Recurrent disease is less common than previously thought. Traditionally, recurrence rates after an uncomplicated initial episode were variably reported as 30-50%. Newer data suggests that the recurrence rate is lower varying from 5-20% with recurrences tending to mimic the severity of the initial attack. In patients requiring urgent surgery it is the initial attack in over 80% of cases. With this in mind the argument in favor of surgical therapy in cases of recurrent disease, which is recurrence is inevitable and that subsequent attacks may be more complicated, seem less sure. The exact indications for surgery in recurrent diverticular disease remain under discussion but the trend seems to be more in favor of non-operative therapy and individualizing surgery for this particular indication.
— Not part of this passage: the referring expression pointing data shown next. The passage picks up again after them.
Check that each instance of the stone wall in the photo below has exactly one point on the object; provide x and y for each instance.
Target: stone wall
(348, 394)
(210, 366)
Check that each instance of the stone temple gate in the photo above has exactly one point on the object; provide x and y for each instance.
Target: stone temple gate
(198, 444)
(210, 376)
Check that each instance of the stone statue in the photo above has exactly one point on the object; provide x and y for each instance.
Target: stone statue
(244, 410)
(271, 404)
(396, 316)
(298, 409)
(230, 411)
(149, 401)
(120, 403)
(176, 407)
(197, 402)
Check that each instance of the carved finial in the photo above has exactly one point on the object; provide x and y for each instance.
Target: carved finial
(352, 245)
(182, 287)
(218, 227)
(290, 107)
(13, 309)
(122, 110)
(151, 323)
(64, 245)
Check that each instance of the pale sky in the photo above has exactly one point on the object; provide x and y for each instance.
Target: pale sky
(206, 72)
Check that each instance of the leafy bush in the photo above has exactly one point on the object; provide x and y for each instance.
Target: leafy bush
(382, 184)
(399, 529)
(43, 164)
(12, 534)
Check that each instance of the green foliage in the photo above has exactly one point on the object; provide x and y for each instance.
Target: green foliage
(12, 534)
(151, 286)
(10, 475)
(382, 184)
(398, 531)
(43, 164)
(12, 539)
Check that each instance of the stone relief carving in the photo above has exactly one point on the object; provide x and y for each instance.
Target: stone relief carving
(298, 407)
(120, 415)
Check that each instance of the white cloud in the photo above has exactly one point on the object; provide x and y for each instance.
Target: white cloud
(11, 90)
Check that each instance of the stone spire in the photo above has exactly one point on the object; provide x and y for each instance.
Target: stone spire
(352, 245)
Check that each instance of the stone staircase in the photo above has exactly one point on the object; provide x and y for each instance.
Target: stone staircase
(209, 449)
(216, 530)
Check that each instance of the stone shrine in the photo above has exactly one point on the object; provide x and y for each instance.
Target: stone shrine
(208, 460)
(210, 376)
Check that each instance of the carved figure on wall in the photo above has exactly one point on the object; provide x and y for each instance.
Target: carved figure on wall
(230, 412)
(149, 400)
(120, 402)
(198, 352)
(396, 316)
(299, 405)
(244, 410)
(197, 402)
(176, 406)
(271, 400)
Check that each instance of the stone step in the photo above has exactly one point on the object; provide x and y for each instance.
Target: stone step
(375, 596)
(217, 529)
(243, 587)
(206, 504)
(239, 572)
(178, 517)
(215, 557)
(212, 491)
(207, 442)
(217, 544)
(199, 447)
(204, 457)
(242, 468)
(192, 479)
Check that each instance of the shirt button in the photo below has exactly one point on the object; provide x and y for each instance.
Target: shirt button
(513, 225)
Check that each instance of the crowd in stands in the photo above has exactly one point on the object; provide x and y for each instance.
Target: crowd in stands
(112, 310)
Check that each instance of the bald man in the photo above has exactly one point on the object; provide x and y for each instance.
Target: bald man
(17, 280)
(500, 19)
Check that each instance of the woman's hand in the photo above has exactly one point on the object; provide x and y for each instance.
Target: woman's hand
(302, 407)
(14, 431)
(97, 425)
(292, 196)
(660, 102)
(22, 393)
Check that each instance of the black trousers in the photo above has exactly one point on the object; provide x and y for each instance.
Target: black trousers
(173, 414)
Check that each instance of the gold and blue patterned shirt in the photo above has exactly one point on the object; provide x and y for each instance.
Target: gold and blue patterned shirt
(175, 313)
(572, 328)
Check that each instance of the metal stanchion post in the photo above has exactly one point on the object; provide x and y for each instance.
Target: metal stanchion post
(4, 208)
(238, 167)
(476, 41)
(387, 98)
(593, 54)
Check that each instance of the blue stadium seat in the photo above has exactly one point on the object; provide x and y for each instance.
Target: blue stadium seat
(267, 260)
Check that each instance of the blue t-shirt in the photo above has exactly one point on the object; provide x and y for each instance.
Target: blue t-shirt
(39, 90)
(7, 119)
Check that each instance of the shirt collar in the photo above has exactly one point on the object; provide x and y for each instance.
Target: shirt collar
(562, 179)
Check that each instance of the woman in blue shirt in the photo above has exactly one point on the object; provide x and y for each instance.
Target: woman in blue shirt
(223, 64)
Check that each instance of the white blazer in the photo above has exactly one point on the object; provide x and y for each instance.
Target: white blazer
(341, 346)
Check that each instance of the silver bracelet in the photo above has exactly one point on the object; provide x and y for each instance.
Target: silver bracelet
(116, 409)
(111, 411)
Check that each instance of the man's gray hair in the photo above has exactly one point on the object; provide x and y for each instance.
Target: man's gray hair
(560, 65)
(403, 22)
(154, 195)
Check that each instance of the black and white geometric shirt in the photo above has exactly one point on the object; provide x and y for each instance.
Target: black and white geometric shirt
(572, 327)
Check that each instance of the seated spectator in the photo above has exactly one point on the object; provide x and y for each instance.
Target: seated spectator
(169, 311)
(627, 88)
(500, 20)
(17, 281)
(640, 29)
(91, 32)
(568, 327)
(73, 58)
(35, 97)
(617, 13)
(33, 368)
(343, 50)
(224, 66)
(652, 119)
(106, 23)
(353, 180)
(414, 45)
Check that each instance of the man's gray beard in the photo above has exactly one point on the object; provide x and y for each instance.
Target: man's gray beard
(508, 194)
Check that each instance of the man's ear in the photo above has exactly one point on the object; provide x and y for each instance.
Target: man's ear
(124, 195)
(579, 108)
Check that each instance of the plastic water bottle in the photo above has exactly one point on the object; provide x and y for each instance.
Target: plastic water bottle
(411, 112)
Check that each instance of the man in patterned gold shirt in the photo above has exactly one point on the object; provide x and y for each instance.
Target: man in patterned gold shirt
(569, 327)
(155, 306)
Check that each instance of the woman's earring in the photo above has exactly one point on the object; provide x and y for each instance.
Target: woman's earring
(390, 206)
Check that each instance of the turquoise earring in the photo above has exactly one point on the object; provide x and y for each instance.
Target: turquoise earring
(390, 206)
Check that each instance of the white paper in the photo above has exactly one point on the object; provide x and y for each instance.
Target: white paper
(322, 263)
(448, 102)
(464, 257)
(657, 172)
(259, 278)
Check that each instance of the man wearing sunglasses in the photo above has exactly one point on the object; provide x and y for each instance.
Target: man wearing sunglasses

Recurrent disease does appear to be more prevalent in younger patients although the natural history of diverticulitis and recommendations for surgical therapy in this group remain controversial.
 
Acute diverticulitis complicating chronic immune suppressed states is becoming increasingly common. Patients suffering acute diverticulitis in the setting of chronic renal insufficiency, transplant immunosuppression or cancer chemotherapy tends to present with more advanced disease and be less able to be managed non-operatively in both the acute and chronic setting. 
 
Laparoscopic vs. Open resection for sigmoid diverticulitis
 
The exact role and benefits of laparoscopy in elective resection for sigmoid diverticulitis is undetermined and associated with passionate debate. Clearly, laparoscopy can be performed safely and is associated with nominal benefits in terms of length of stay, less pain and quicker recovery. That being said it continues in most centers to be associated with longer operative times and more operative cost. Most would agree that for an experienced laparoscopic surgeon with an adequate case volume to maintain laparoscopic skills this is an acceptable alternative to open surgery. The benefits of laparoscopic colectomy however are not such that it should be used by lower volume surgeons or those not facile with advanced laparoscopic techniques.
 
Surgical specialization and outcomes in sigmoid diverticulitis
 
Surgical specialization and regionalization of complicated surgical procedures engenders heated debate. A clear benefit to colorectal sub-specialization in surgical outcomes of complicated diverticulitis has been shown. A number of articles have also demonstrated the difficulty of adopting advanced laparoscopy for lower volume surgeons. As the surgical quality debate moves forward these types of outcome studies and the difficult realization that surgical sub-specialization is required for certain procedures will likely become more prominent.